Unfortunately, however, due to the Shanghai epidemic, we were unable to return to school early in the summer and the experiment started late, so our original plan could not be implemented due to time constraints and we had to screen various protease-deficient hosts through literature research. Currently the common protease-deficient strains are WB600 (ΔnprE,ΔaprE,Δepr, Δ bpr , mpr::ble , nprB::bsr), WB700 (Δ nprE,Δ aprE,Δ epr,Δ bpr, mpr::ble, nprB::bsr,Δ vpr) and WB800 (Δ nprE,Δ aprE,Δ epr,Δ bpr, mpr::ble, nprB::bsr,Δ vpr, wprA::hyg).

As there is no literature on recombinant expression of bromelain in Bacillus subtilis, we wanted to investigate the literature on recombinant expression of these three strains in order to find an entry point and finally identify the strains. The recombinant enzymes expressed in WB600 had little to no correlation with pineapple protease, while WB700 had little information available and was difficult to obtain, so these two strains were not chosen. WB800 has been applied to produce recombinant enzymes that have a strong correlation with pineapple protease.

In summary, WB800 was chosen as the pineapple protease expressing strain. (Note: All the above protease-deficient hosts are modified strains of the 168 wild strain)

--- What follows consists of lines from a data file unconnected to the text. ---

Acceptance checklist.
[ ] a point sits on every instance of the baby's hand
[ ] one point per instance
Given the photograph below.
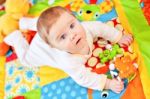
(126, 40)
(114, 85)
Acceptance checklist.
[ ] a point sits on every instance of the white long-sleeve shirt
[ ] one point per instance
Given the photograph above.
(38, 53)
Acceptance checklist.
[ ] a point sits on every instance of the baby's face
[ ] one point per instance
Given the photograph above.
(67, 34)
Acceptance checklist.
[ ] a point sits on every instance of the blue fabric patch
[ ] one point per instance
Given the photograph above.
(68, 89)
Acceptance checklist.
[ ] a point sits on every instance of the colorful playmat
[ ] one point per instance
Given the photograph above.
(128, 16)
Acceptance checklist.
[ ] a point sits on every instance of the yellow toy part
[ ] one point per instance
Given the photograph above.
(88, 12)
(125, 66)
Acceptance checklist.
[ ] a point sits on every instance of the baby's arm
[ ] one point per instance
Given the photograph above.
(29, 55)
(100, 29)
(86, 78)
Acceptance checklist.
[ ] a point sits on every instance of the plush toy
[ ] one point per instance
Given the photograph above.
(40, 6)
(126, 67)
(110, 53)
(15, 9)
(84, 11)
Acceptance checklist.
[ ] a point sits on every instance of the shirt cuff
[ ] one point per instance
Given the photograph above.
(103, 81)
(13, 38)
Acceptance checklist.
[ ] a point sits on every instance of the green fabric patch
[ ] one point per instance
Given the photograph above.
(140, 28)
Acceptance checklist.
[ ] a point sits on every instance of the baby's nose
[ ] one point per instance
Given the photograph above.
(73, 36)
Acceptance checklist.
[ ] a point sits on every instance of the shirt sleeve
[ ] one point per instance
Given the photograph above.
(83, 76)
(99, 29)
(35, 54)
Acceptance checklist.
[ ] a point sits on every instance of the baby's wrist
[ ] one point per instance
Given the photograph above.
(107, 85)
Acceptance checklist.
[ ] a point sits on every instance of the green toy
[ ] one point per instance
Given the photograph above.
(110, 53)
(40, 6)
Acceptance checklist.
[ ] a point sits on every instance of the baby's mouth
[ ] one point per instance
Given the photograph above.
(78, 41)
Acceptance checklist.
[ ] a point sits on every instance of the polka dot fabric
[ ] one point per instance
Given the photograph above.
(68, 89)
(64, 89)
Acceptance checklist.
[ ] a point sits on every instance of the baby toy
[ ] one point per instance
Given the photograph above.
(109, 53)
(40, 6)
(15, 9)
(84, 11)
(126, 67)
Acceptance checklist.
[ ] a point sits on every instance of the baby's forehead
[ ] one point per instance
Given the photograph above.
(61, 24)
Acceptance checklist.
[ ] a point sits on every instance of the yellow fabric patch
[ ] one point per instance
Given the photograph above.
(20, 79)
(2, 76)
(48, 74)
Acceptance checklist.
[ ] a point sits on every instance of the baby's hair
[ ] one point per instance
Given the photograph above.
(47, 19)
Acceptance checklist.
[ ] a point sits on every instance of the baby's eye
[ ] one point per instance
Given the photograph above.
(63, 36)
(72, 26)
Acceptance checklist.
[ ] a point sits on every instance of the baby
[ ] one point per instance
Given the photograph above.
(65, 43)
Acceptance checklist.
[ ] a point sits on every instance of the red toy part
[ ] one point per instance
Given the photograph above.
(19, 97)
(3, 48)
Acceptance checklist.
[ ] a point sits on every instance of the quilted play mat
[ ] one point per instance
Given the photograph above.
(129, 16)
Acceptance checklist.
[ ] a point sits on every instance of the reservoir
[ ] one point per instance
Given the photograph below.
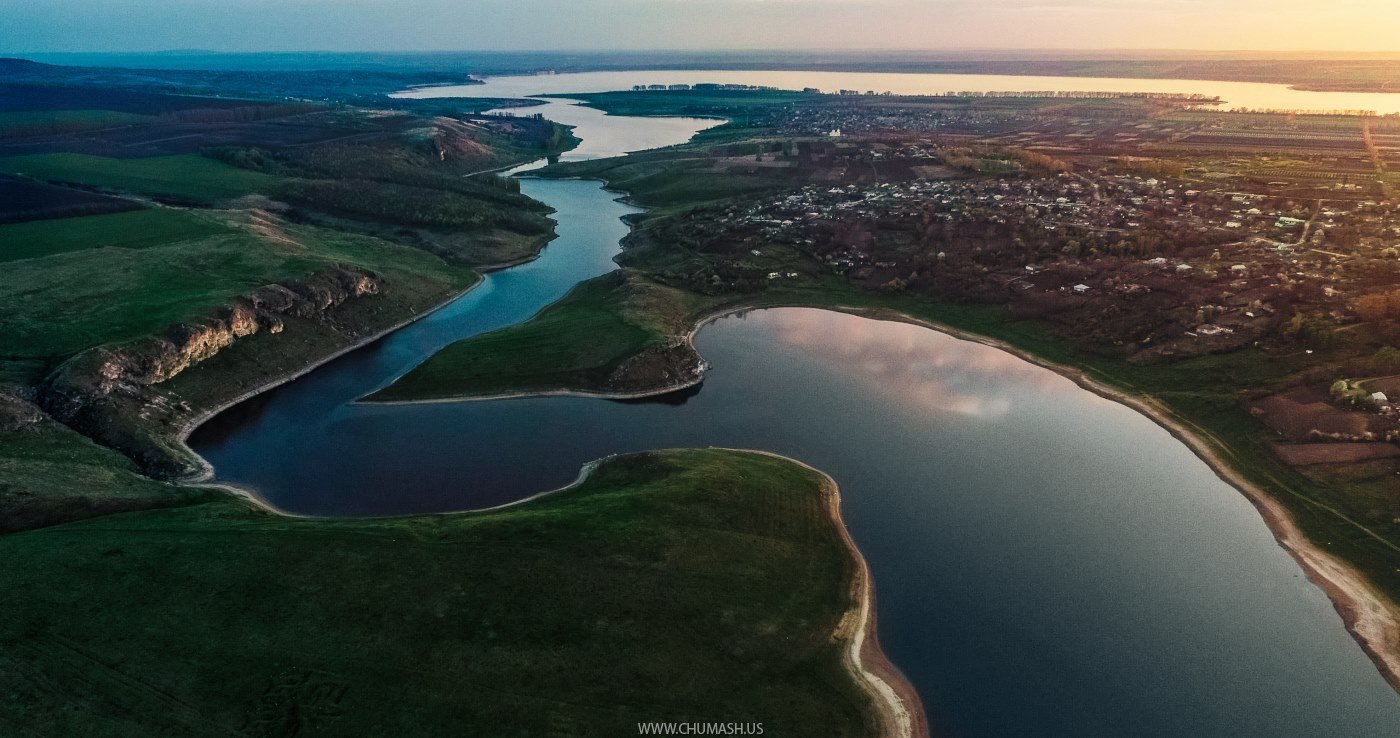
(1046, 562)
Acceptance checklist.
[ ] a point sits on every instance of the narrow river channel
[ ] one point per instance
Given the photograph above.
(1046, 562)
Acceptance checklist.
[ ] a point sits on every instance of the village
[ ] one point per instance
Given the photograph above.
(1157, 268)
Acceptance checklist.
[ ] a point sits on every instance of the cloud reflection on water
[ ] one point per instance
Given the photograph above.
(930, 371)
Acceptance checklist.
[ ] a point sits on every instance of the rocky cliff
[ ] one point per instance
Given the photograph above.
(111, 394)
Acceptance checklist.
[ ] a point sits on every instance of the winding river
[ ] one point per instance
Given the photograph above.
(1047, 562)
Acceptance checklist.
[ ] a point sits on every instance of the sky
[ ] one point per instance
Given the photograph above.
(248, 25)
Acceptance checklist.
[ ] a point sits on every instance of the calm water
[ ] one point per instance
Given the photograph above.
(1256, 95)
(1047, 562)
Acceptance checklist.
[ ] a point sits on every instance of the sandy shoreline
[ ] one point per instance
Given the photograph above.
(899, 709)
(1371, 619)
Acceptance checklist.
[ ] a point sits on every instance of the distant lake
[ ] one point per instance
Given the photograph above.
(1255, 95)
(1046, 562)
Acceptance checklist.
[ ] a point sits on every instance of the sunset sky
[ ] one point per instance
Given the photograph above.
(41, 25)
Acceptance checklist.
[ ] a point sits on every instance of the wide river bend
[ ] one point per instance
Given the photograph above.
(1047, 562)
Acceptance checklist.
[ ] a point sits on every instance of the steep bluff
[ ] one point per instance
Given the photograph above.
(111, 394)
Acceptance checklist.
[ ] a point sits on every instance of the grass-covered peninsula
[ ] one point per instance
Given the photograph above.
(690, 586)
(1228, 338)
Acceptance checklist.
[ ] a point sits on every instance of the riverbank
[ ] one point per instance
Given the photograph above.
(580, 607)
(900, 709)
(1368, 614)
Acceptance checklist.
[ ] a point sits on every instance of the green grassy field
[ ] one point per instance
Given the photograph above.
(1347, 516)
(60, 304)
(135, 230)
(683, 586)
(576, 343)
(184, 177)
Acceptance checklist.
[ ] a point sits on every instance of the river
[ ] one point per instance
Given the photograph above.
(1046, 562)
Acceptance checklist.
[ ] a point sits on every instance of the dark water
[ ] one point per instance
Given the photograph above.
(1046, 562)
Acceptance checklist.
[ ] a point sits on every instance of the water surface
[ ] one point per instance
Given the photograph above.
(1253, 95)
(1046, 562)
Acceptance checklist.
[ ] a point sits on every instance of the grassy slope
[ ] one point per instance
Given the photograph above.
(60, 304)
(186, 177)
(66, 119)
(49, 472)
(135, 230)
(686, 586)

We selected the common shuttle plasmid of Bacillus subtilis: pBE2R, about 7kb.

E. coli-B.subtilis shuttle plasmid is convenient for us to complete the operation in E. coli and then transfer it into Bacillus subtilis for expression. pBE2R has low copy number, simple structure and low price. We chose this plasmid without special requirements.

Promoter is one of the many key factors for the expression efficiency, and the expression level of proteins could be regulated by controlling transcript production at the promoter level. Generally, promoters used for the expression of recombinant proteins in B.subtilis mainly include inducible promoters, stress-specific promoters, auto-inducible (self-inducible) promoters, and constitutive promoters.So far, many native, artificial, and engineered promoters have successfully been used for the expression of recombinant proteins in B.subtilis, they are listed as follows.

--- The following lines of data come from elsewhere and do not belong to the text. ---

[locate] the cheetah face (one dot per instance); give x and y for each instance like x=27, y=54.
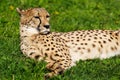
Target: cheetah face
x=35, y=20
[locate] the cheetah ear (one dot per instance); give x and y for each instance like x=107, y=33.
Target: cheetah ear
x=20, y=11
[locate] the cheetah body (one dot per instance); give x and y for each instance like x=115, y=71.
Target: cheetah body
x=62, y=50
x=91, y=44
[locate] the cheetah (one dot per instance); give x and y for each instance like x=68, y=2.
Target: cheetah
x=62, y=50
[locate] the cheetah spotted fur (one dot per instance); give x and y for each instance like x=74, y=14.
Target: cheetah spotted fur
x=62, y=50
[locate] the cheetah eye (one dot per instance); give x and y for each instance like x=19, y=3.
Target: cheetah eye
x=37, y=17
x=47, y=16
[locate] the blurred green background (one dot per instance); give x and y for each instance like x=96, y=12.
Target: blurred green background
x=66, y=15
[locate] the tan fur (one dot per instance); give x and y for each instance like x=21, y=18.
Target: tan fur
x=62, y=50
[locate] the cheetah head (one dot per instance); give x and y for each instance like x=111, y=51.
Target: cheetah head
x=35, y=20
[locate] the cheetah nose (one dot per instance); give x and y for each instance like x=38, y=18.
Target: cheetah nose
x=47, y=26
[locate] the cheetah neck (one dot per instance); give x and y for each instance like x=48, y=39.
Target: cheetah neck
x=27, y=31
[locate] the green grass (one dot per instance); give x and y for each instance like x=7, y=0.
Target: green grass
x=66, y=15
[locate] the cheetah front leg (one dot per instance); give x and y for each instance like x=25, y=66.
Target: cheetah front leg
x=57, y=67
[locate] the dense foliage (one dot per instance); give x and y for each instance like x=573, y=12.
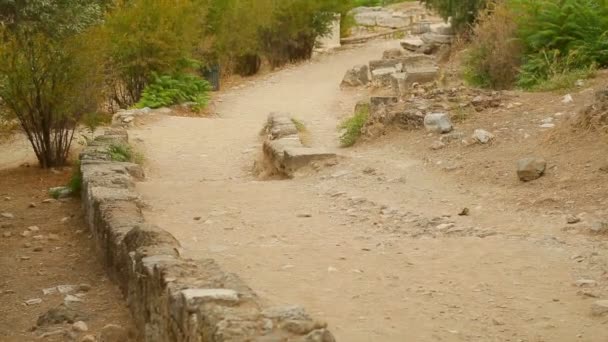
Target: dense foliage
x=49, y=72
x=462, y=12
x=545, y=44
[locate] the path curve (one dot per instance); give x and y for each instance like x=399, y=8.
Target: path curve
x=366, y=260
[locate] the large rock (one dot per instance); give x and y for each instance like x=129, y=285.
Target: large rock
x=438, y=123
x=383, y=77
x=529, y=169
x=421, y=74
x=482, y=136
x=412, y=44
x=357, y=76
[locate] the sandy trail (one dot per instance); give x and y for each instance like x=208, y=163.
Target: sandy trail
x=366, y=260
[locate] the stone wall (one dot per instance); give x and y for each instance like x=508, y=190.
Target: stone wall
x=173, y=298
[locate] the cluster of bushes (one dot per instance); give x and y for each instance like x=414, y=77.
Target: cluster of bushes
x=538, y=44
x=60, y=61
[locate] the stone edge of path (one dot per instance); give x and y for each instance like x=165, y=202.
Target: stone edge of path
x=283, y=148
x=173, y=298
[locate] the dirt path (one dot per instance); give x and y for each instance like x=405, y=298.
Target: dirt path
x=373, y=245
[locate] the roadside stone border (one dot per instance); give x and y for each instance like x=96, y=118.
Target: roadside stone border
x=284, y=149
x=172, y=298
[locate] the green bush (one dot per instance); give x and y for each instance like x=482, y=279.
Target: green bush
x=150, y=36
x=169, y=90
x=562, y=40
x=353, y=126
x=462, y=12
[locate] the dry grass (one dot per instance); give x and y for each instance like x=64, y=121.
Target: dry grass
x=495, y=55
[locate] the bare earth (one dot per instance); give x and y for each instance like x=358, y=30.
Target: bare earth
x=370, y=259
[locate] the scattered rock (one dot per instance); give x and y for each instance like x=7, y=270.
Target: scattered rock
x=529, y=169
x=572, y=219
x=60, y=192
x=585, y=283
x=599, y=308
x=465, y=212
x=600, y=227
x=113, y=333
x=357, y=76
x=61, y=314
x=482, y=136
x=33, y=301
x=437, y=145
x=7, y=215
x=438, y=123
x=80, y=326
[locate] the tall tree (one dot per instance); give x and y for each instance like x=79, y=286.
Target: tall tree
x=49, y=73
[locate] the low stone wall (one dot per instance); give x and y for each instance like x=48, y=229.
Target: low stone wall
x=283, y=148
x=172, y=298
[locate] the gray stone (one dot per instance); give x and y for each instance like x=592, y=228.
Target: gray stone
x=357, y=76
x=529, y=169
x=60, y=192
x=600, y=227
x=195, y=297
x=80, y=326
x=61, y=314
x=599, y=308
x=412, y=44
x=393, y=53
x=438, y=123
x=7, y=215
x=437, y=145
x=572, y=219
x=113, y=333
x=482, y=136
x=434, y=38
x=421, y=74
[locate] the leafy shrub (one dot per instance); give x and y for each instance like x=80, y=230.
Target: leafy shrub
x=121, y=153
x=495, y=54
x=462, y=12
x=353, y=126
x=169, y=90
x=561, y=39
x=146, y=37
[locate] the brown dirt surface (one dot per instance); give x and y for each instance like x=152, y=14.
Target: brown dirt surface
x=59, y=253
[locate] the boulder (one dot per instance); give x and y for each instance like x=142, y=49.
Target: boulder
x=412, y=44
x=383, y=77
x=529, y=169
x=438, y=123
x=482, y=136
x=357, y=76
x=393, y=53
x=421, y=74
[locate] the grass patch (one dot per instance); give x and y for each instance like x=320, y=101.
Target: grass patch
x=75, y=182
x=565, y=80
x=352, y=126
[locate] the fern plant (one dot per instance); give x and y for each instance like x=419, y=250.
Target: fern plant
x=170, y=90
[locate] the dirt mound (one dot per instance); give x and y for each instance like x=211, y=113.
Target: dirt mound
x=595, y=116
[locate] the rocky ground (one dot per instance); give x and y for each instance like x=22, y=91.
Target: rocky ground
x=397, y=241
x=52, y=285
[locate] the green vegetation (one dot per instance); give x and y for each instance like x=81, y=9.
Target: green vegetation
x=75, y=182
x=538, y=44
x=121, y=153
x=169, y=90
x=463, y=12
x=353, y=126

Given that there is no need for us to express the protein at a particular time, constitutive promoters may be a decent option in consideration of time and cost. Thus, we chose the P43 promoter at first because it’s easiest to obtain and can meet our fundamental requirements.

The terminators of Bacillus subtilis are rich in GC inverted repeats followed by several A(T)s which are similar to the structures of terminators in E. coli, so we take the T7 terminator, the most frequently used terminator for recombinant protein expression, as our first choice. Besides, we found that artificially designed T31 terminator had the highest stop efficiency among most frequently used known terminators^[2] and had not been used by the iGEM teams before. Thus, we take it into consideration as well. Unfortunately, we were unable to test T31 terminator’s stop efficiency indeed because of the pandemic.

Tat pathway and Sec pathway are two important pathways for Bacillus subtilis to secrete extracellular proteins. Sec pathway is the main exocrine pathway, which secretes proteins that are not well folded; Tat pathway secretes folded extracellular proteins and has higher secretion efficiency for eukaryotic proteins, providing an alternative for proteins that cannot pass through Sec pathway. Proteins secreted through Tat pathway have two characteristics: they fold in the cell and have Tat signal peptide sequence. PhoD is strictly secreted by Tat pathway in Bacillus subtilis, so we found the signal peptide of PhoD through the literature and used it to construct plasmids. After reading the literature, we also found that using different Tat signal peptides will make the exocrine efficiency of the same protein different. If time permits, we also hope to screen the most efficient signal peptide through experiments.